Some people will tell you the world map, and the removal of the games closed structure, wasn’t a good idea, however. Big feature number three probably isn’t an argument for this game’s excellence. You see, this game is easy. Even towards the end of the game, enemy stats are laughable. And it’s more convenient for the player than any other Fire Emblem before it – you can gather a perfectly serviceable army in a matter of five chapters. During my recent playthrough, I decided I’d be doing a minimal amount of grinding, to make that run as short as possible. And still, I had no problem beating it. The last boss croaked after I hit him with three units. All the available units are powerful enough to deserve a slot in your army. Even the Jeigan in decent. There are no duds, present in the game only for you to avoid. Which is understandable, considering how compact the unit list (and the entire game) is. It’ll take about 20 hours of your time. That’s considerably shorter than the time you’d need to beat FE7, but mind that you can extend that duration as you like – depends if you only want to kill the last boss or if you want to screw around a little and, say, max out ten units. Anyway, don’t believe anyone telling you the rationalization in game design was a bad idea. FE8 is too easy, but that’s not what made it an easy game. It could have been smartly designed AND harder. But that’s just not what happened, sadly.

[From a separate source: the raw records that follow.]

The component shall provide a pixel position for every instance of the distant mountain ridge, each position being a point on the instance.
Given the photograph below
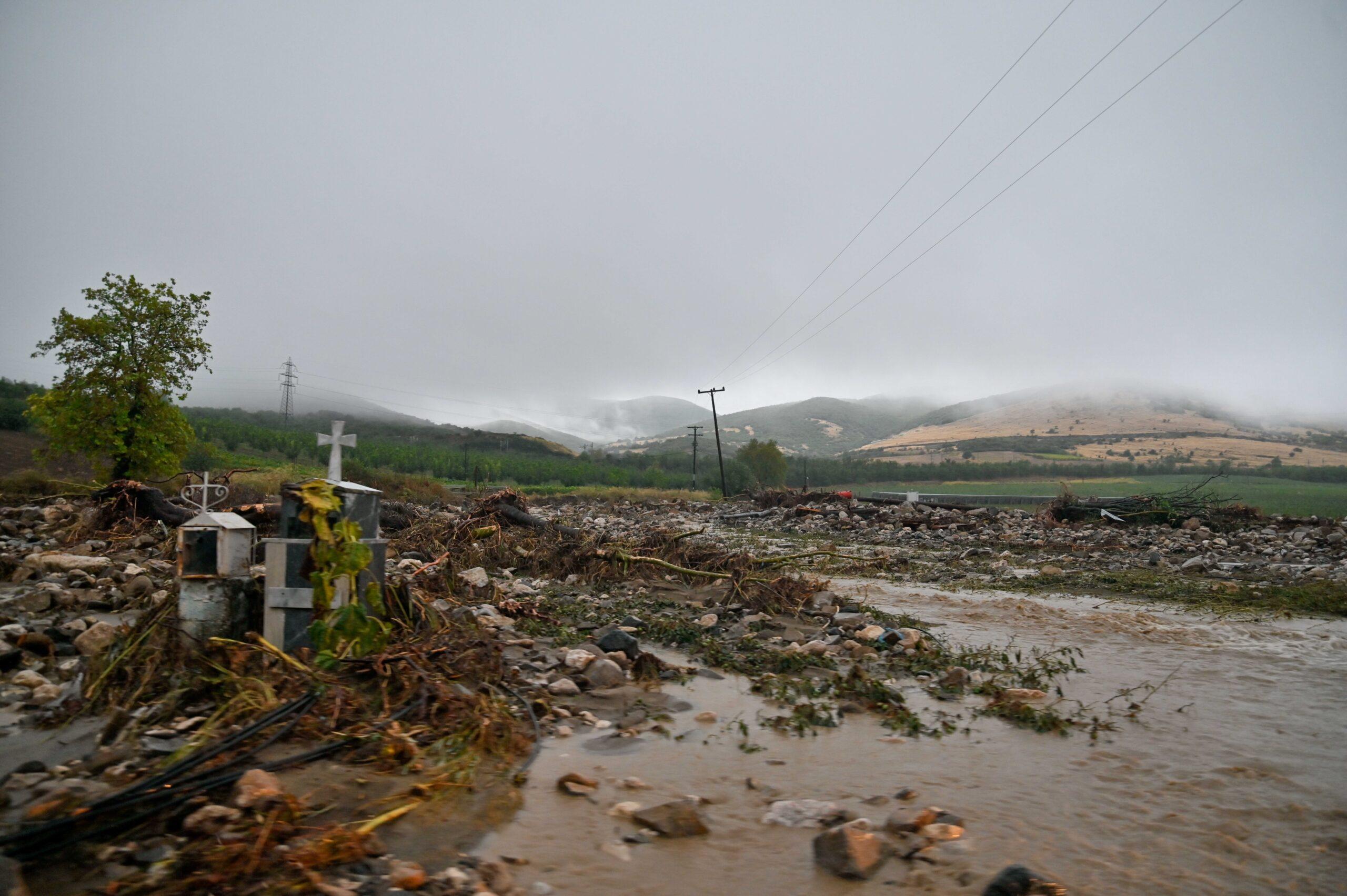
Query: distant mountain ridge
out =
(519, 428)
(821, 425)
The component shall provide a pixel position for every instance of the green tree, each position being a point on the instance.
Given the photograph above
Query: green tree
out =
(766, 461)
(124, 366)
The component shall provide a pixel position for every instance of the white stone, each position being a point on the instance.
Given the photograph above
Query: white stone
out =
(475, 577)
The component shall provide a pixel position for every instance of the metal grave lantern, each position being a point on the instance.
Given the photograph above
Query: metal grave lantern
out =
(215, 551)
(289, 597)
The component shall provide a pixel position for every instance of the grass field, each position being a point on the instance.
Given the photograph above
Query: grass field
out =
(1272, 496)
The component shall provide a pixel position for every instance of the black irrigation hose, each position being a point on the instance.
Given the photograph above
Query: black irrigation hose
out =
(155, 789)
(57, 836)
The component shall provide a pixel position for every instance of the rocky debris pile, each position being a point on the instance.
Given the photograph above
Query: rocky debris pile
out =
(1000, 542)
(65, 601)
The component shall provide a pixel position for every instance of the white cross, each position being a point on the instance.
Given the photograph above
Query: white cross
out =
(206, 491)
(337, 441)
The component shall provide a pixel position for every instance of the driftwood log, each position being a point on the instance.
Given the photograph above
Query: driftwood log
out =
(525, 518)
(131, 499)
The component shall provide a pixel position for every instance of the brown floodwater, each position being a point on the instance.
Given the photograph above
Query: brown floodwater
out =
(1232, 781)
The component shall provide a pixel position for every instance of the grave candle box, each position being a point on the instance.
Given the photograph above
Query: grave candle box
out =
(215, 551)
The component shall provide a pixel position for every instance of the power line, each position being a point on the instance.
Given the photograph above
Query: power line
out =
(956, 195)
(895, 196)
(853, 306)
(287, 388)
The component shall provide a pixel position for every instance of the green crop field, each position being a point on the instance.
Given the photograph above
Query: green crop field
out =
(1272, 496)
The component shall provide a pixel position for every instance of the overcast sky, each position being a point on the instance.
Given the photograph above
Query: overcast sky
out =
(515, 203)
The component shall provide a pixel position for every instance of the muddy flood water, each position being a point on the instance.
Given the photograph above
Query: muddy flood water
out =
(1232, 781)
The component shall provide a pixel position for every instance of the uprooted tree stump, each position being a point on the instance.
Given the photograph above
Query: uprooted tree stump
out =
(128, 499)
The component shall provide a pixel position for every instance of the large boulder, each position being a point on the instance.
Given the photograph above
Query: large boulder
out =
(850, 851)
(672, 820)
(605, 673)
(96, 639)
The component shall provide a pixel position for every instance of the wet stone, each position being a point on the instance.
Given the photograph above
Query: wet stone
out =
(617, 640)
(850, 851)
(672, 820)
(1019, 880)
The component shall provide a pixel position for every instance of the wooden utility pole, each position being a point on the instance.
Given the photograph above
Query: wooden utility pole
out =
(716, 424)
(697, 431)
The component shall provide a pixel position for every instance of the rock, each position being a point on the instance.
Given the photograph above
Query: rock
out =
(475, 577)
(96, 639)
(1019, 880)
(258, 789)
(850, 851)
(138, 587)
(45, 694)
(910, 638)
(956, 677)
(577, 784)
(617, 640)
(605, 673)
(58, 562)
(406, 875)
(672, 820)
(30, 679)
(210, 820)
(908, 821)
(578, 659)
(564, 688)
(496, 876)
(38, 643)
(32, 603)
(942, 832)
(805, 813)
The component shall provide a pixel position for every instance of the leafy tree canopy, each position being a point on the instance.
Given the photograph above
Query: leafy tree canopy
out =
(124, 366)
(766, 461)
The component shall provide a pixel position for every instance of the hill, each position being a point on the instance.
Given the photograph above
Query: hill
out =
(209, 395)
(632, 418)
(519, 428)
(819, 426)
(1073, 425)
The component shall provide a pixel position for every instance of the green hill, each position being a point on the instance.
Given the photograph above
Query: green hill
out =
(818, 426)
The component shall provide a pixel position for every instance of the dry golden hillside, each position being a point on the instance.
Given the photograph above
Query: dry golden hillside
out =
(1148, 425)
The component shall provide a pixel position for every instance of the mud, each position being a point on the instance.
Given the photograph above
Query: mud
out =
(1229, 781)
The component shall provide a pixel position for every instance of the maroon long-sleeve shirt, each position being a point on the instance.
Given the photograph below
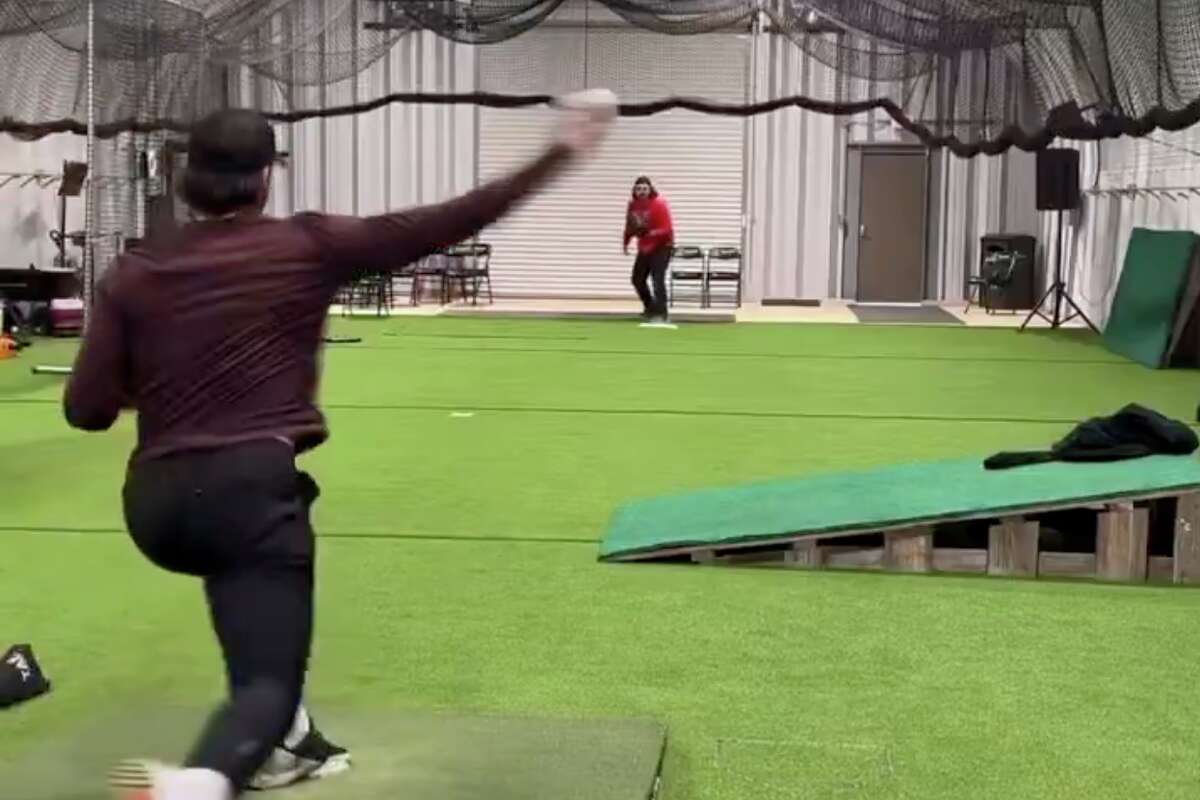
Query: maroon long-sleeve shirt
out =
(214, 336)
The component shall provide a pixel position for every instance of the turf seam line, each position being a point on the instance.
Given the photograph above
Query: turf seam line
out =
(780, 356)
(652, 411)
(353, 535)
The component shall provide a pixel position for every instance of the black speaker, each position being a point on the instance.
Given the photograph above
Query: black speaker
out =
(994, 252)
(1057, 179)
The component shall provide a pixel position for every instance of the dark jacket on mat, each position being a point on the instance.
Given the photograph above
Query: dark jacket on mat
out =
(1133, 432)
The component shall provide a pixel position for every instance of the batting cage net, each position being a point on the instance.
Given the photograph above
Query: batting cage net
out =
(970, 76)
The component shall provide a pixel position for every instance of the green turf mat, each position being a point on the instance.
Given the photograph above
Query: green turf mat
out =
(1157, 268)
(415, 757)
(881, 498)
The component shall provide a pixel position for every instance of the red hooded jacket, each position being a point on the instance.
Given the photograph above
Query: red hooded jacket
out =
(649, 220)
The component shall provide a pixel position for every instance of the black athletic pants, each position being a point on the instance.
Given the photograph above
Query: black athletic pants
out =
(653, 265)
(238, 517)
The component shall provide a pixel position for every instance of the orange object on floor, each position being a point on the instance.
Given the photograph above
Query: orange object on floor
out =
(7, 347)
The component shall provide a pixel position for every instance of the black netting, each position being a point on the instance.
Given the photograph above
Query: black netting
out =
(977, 76)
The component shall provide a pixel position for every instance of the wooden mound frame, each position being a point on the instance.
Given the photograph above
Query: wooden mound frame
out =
(1121, 553)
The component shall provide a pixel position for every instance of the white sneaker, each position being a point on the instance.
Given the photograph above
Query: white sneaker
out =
(149, 780)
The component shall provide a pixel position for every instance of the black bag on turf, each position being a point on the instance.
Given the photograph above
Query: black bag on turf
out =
(1133, 432)
(21, 677)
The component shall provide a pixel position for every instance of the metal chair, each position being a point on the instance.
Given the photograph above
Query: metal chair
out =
(471, 262)
(435, 266)
(724, 274)
(996, 275)
(688, 274)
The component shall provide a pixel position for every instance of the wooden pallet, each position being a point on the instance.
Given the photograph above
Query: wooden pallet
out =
(1121, 552)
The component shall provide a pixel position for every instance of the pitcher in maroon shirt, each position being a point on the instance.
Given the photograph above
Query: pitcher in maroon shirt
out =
(213, 336)
(648, 220)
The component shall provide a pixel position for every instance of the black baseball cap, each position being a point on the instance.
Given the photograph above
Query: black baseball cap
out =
(231, 142)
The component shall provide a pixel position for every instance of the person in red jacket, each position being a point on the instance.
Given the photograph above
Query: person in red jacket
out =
(648, 218)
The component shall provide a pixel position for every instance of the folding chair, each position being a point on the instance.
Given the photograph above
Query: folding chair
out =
(435, 266)
(995, 276)
(688, 272)
(723, 272)
(472, 262)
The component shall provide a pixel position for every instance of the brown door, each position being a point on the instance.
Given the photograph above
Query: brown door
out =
(892, 228)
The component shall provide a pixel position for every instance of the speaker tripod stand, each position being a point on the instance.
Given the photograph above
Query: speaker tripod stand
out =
(1057, 290)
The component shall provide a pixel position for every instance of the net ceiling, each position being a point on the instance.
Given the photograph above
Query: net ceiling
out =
(976, 76)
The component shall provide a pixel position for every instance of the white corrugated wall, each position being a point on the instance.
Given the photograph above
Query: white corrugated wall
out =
(565, 242)
(798, 186)
(31, 211)
(391, 157)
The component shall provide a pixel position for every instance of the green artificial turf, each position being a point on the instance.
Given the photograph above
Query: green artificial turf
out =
(457, 564)
(893, 497)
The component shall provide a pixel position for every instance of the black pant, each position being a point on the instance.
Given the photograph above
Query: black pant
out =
(238, 517)
(653, 265)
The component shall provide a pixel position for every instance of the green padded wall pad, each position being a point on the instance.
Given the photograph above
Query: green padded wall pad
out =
(1156, 272)
(880, 499)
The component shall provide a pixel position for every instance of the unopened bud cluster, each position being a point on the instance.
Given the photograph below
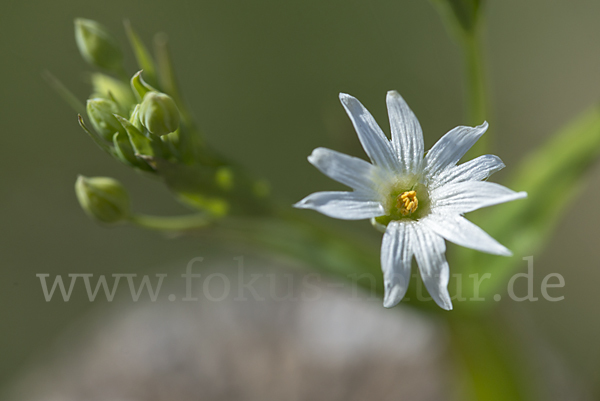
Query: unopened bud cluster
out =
(138, 120)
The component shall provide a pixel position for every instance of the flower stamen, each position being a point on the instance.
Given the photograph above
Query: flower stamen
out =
(407, 202)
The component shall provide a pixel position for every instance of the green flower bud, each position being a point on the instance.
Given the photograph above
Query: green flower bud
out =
(103, 198)
(101, 114)
(158, 113)
(97, 46)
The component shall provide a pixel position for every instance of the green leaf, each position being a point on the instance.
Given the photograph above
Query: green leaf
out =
(142, 56)
(553, 176)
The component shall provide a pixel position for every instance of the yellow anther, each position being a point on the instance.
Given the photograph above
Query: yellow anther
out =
(407, 202)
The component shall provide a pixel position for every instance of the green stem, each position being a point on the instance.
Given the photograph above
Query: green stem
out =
(171, 223)
(477, 108)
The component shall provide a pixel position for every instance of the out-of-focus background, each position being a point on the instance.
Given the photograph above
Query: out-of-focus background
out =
(262, 79)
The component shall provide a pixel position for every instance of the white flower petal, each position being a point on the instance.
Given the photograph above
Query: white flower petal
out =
(407, 135)
(451, 147)
(351, 171)
(396, 257)
(429, 249)
(461, 231)
(478, 169)
(372, 138)
(464, 197)
(342, 205)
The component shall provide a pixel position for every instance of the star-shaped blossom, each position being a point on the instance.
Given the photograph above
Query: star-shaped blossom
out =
(416, 199)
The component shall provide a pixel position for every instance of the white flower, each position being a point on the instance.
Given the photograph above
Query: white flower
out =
(417, 199)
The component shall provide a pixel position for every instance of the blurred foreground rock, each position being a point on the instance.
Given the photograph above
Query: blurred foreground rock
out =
(331, 345)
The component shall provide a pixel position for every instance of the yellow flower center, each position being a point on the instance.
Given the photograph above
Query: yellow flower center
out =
(407, 202)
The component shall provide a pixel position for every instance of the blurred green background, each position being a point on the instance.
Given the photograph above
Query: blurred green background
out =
(262, 79)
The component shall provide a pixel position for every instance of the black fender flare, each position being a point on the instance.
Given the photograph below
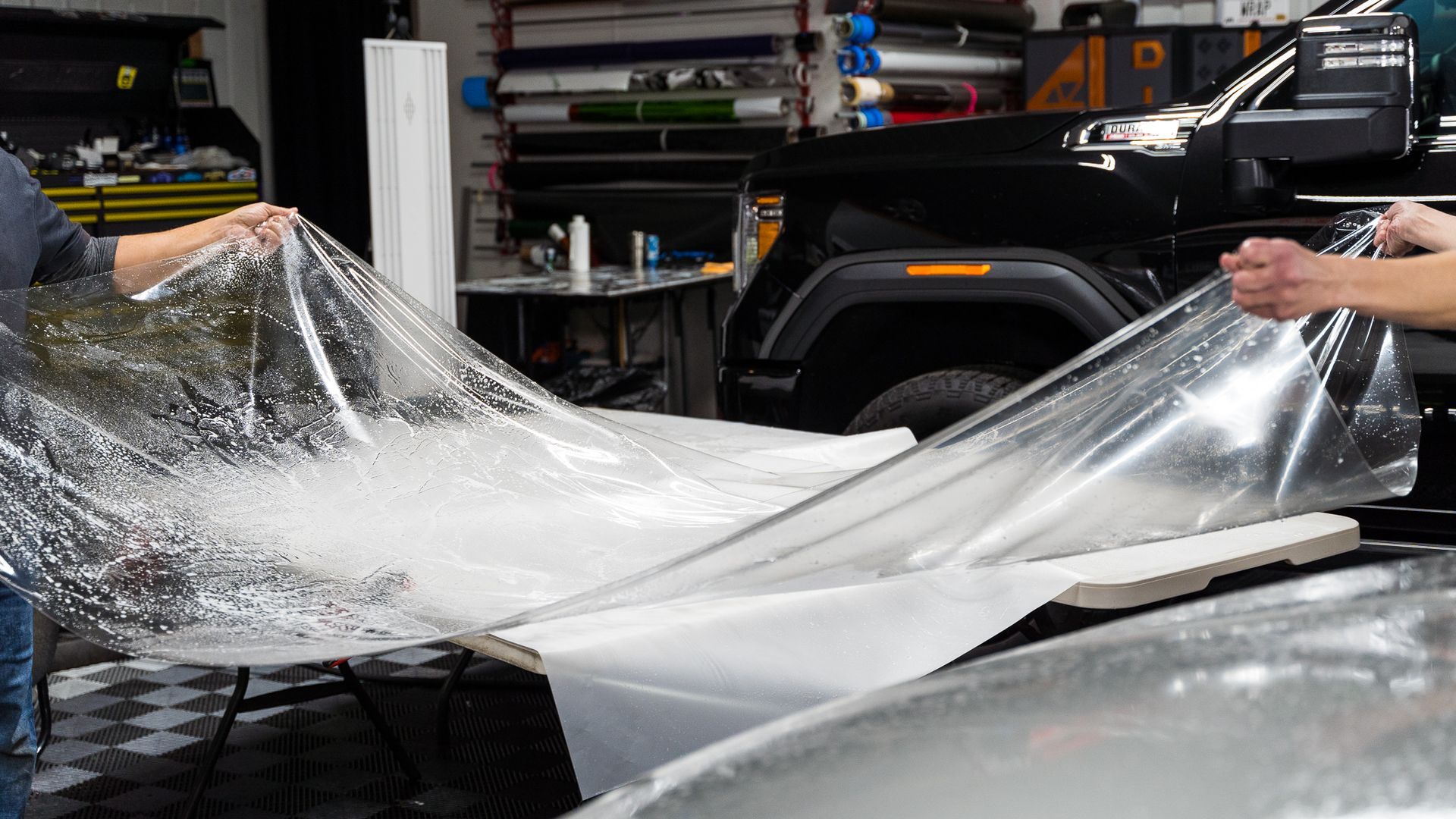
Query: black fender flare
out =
(1018, 276)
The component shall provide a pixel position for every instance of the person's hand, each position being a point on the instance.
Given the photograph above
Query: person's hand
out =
(1405, 226)
(264, 222)
(1279, 279)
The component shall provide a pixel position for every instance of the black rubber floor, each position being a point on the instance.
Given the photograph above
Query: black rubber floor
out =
(128, 738)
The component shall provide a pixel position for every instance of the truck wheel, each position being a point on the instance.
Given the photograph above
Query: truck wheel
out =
(934, 401)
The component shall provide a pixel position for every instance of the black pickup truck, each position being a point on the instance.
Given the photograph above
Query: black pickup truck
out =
(909, 276)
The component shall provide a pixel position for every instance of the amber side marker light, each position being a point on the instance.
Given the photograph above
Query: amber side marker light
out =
(948, 268)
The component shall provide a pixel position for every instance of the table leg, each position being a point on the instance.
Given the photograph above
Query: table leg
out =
(682, 350)
(664, 318)
(520, 333)
(622, 333)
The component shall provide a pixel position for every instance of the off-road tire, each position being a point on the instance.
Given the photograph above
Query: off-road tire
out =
(934, 401)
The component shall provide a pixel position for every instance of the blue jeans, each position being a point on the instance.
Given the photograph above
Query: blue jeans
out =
(17, 722)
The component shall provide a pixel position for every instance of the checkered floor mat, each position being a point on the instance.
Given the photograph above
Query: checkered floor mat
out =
(128, 738)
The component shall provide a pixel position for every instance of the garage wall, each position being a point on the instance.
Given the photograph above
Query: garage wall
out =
(456, 24)
(239, 53)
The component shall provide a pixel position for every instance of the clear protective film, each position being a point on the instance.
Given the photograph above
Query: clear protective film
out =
(1329, 697)
(261, 458)
(1194, 419)
(245, 458)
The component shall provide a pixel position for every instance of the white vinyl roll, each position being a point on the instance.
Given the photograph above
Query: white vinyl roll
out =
(948, 64)
(538, 112)
(761, 107)
(568, 80)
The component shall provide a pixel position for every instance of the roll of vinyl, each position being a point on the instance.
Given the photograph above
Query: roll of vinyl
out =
(862, 30)
(930, 98)
(538, 112)
(651, 111)
(653, 140)
(934, 63)
(565, 80)
(476, 93)
(921, 96)
(862, 91)
(970, 14)
(538, 175)
(906, 117)
(595, 80)
(618, 53)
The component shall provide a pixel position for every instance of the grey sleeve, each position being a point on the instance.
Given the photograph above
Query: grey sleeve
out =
(66, 251)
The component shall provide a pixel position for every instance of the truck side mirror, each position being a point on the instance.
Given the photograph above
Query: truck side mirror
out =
(1354, 101)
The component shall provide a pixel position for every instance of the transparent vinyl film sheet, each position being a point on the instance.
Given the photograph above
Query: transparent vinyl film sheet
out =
(1194, 419)
(1327, 697)
(245, 458)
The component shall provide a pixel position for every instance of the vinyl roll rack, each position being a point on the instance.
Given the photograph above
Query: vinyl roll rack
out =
(651, 107)
(918, 60)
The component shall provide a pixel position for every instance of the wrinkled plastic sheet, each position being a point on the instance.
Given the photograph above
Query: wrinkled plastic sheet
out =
(1327, 697)
(280, 458)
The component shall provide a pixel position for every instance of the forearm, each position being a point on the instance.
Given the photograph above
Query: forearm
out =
(1420, 290)
(168, 243)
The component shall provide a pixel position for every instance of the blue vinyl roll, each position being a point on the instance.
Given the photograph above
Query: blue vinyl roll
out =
(862, 30)
(476, 93)
(618, 53)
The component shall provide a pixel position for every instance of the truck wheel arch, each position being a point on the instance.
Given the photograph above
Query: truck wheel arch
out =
(1015, 276)
(861, 325)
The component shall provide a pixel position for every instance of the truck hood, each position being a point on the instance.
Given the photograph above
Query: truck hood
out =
(986, 134)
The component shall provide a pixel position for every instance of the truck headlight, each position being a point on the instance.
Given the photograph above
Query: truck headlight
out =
(761, 219)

What remains is the audiovisual execution. I guess I should mention the music. This time, Tsujiyoko Yuka is credited only as the “sound supervisor”. Sound composition was shouldered by Haruyama Saki, Hirano Yoshito and Kitamura Yoshihiko. This time they didn’t employ a whole storehouse of instruments like in FE7 so the soundtrack feels more compact and focused. But, maybe because it’s a new generation of composers that took care of the music, it sounds a bit amateurish and sloppy at times. Still, FE8 has a great soundtrack with plenty of memorable tunes.
And that’s it for Fire Emblem: The Sacred Stones. Should you play it? Definitely. It might have its flaws but it’s still a milestone in the history of one of my favorite video game series ever. So yeah, quit chasing whatever game is popular at the moment and play something evergreen. Who cares if it came out in 2004?